Вполне верный тезис в плане самостоятельного размышления, но причем тут обязательность "золотой середины"? Любое введение догмы ограничивает самостоятельность a priori. Помимо того, обратите внимание, что при любом компромиссе проигрывают оба. Всегда ли это разумно?
Аристотель вполне осознанно стремился избежать отождествления добра и зла с какими-либо гносеологическими или психологическими данностями, сохраняя здравомыслие хотя бы в этом. Заметные ценностные различения произведены им в самих телесных чувствах. Осуждался не только избыток в чувственных удовольствиях (распущенность), но и недостаток (бесчувствие), что, опять же, выглядит более разумно, чем выхолощенность религиозных моралистов. Существуют лишь отдельные движения чувств, которые дурны независимо от того, слишком их много или слишком мало; да и то они выражаются не в самом чувстве удовольствия, а скорее в произвольном отношении [207] к этому чувству. Таков, например, разврат, ведь "развратник — не тот, кто совращает свободных женщин больше, чем следует, [208] но предосудительна и эта страсть, и любая подобная ей, заключающаяся в распущенности по отношению к удовольствиям". В отношении к наслаждениям перипатетическая этика занимает более гибкую и реалистическую позицию, чем у многих позднейших философов и моралистов: оцениваются реальные поступки человека, а не «благие» или «дурные» намерения.
207
Ну не бывает единой, абсолютной для всех, морали! В конце концов: когда каннибалы, помирающие от голода, готовят из миссионера вкусный поджаристый шашлык, добро это или зло? (Мы в курсе, что голод практически никогда не был мотивом каннибализма как традиции. Просто пример.)
208
Обратите внимание на достаточно здравый языческий подход: «совращать» можно, но в меру, с монотеистическим: нельзя вообще, потому что нельзя!
Положив источник аморализма не в какой-то одной психической способности, а в недостаточном или ненормальном развитии любой из них в отдельности или всех вместе, Аристотель заметно приблизился к пониманию системности внутреннего мира человека, каковое достижение было отброшено последующими поколениями и не вспоминалось практически до нашего времени. Сейчас мы уже знаем, что степень индивидуальной моральности зависит от глубины и прочности усвоения культурных запретов и предписаний, образующих основу личности, а также от того, насколько они согласованы друг с другом и с биопсихическими особенностями человека. Тот феномен, который был назван испорченностью души, — это и есть разрушение или деформация личностной основы. Если этой основы нет, если во внутреннем мире царят разлад и хаос, то дальнейшее наращивание познавательных возможностей не принесет пользы, Здесь аристотелевская концепция порочности вполне диалектична, однако, при всей частоте употребления термина «зло», под ним понимается лишь потенциальный вред, что, несомненно, является частным и относительным понятием, не поддающимся абсолютизации.

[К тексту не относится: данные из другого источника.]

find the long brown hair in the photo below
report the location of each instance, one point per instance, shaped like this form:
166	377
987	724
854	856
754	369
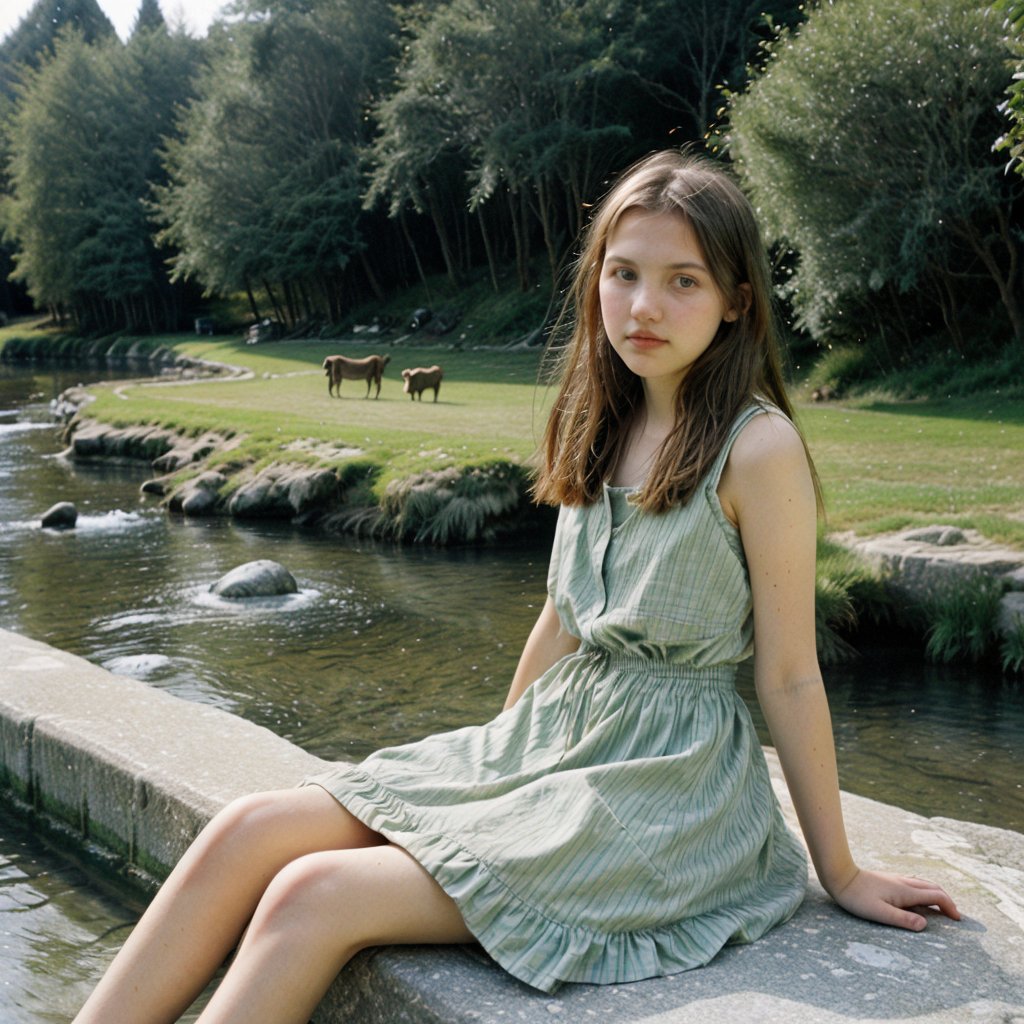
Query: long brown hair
599	396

После Аристотеля истолкование морального зла как дисгармонии психических функций прочно вошло в культуру. Оно оказалось совместимым и с рационалистическим требованием господства разума над страстями, и с христианским осуждением произвола как источника греховности. Рене Декарт использовал аристотелевское различение порочности и невоздержности для описания отношений между пороками и страстями. Страсть есть пассивное, а порок — активное душевное движение. Сами по себе страсти, с его точки зрения, не являются ни добром, ни злом (наконец-то!), более того, они необходимы для связи между душой и телом. Как говорил Вольтер: "Страсти — это ветры, надувающие паруса корабля, ветер, правда, иной раз топит корабль, но без него корабль не мог бы плыть". В порок превращается лишь та страсть, которая делается чрезмерной и самодовлеющей (однако, это адекватнее назвать преобладанием чувств над разумом).